Not since the early summer of that year has the S&P 500 experienced a standard correction of at least 10 per cent. This type of pullback, like a gardener pruning roses in late winter in order to encourage healthy growth in the spring, is what many professional investors would like to see this year.
The rationale is that after the market’s big run up last year, a pullback would enable investors to “buy the dip” – the kind of trading strategy that typified the massive rally in US stocks during the 1990s, notably in 1997 and 1998 when emerging markets also flashed code red.
Certainly if forthcoming economic data validates the Fed’s faith in a stronger recovery, the January pullback in the equity market will very likely be a modest affair. The risk to this comforting scenario is that years of easy money has bred complacency – as we are seeing play out among emerging market countries.
Closer to home, underpinning the US equity market’s massive rally in recent years has been the willingness of investors to bet big on the premise that the Fed has their back, in the form of record levels of margin debt. Money borrowed to buy stocks hit $445bn at end of 2013, above the levels that characterised the market’s peaks in 2000 and 2007.
Alhambra Investment Partners this week said not only has margin debt hit a record, there has been a massive rise in overall leverage. “As soon as the calendar flipped from 2012, it was as if investors suddenly lost all caution and embraced as much leveraged risk as could possibly be attained.”
The firm estimates that total margin debt usage last year jumped by an almost incomprehensible $123bn, while cash balances declined by $19bn. “This $142bn leveraged bet on stocks surpasses any 12-month period in history.”
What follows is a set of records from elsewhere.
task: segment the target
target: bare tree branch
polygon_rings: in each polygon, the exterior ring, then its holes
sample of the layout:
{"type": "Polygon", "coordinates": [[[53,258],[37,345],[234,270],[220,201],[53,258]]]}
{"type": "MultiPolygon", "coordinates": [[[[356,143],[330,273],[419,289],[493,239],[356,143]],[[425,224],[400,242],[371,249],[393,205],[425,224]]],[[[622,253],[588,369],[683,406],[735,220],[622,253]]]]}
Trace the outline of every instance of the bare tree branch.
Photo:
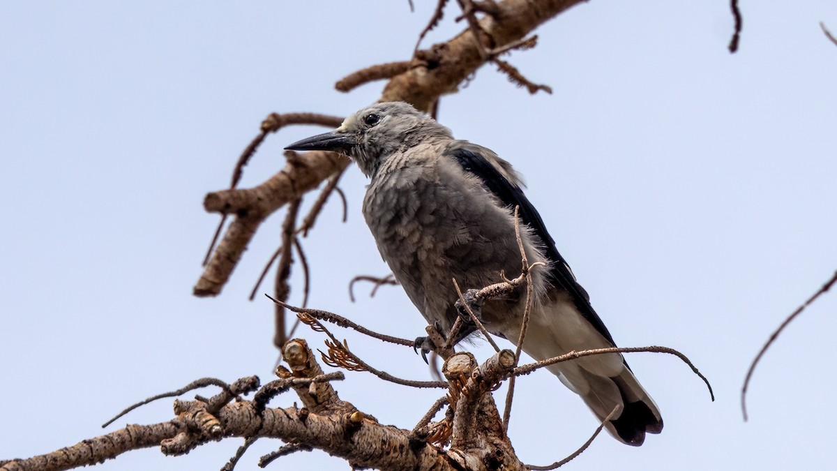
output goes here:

As we all saw during the financial crisis, what really transforms a market tremor into something approaching panic is excessive levels of borrowing or leverage forcing investors to quickly slash their holdings. Buying on the margin cuts both ways in that it can push asset prices sharply higher, while also exacerbating a slide in the market.
Russ Koesterich, chief equity strategist at BlackRock says the high level of margin debt reflects the complacency of many investors coming into the new year and that is always a yellow flag.
And it is waving. The massive inflow of money into exchange traded funds in recent years is set for a rare reversal in January. ETF’s are popular with retail investors and hedge funds, so they are a barometer of fast money flows. Popular baskets that track the S&P 500, Nasdaq and Russell 2000 index of small-cap stocks have recently experienced pronounced outflows.
A torrent of margin calls and larger ETF outflows can easily feed on itself and may well prompt a far stronger corrective slide in stocks than investors expect.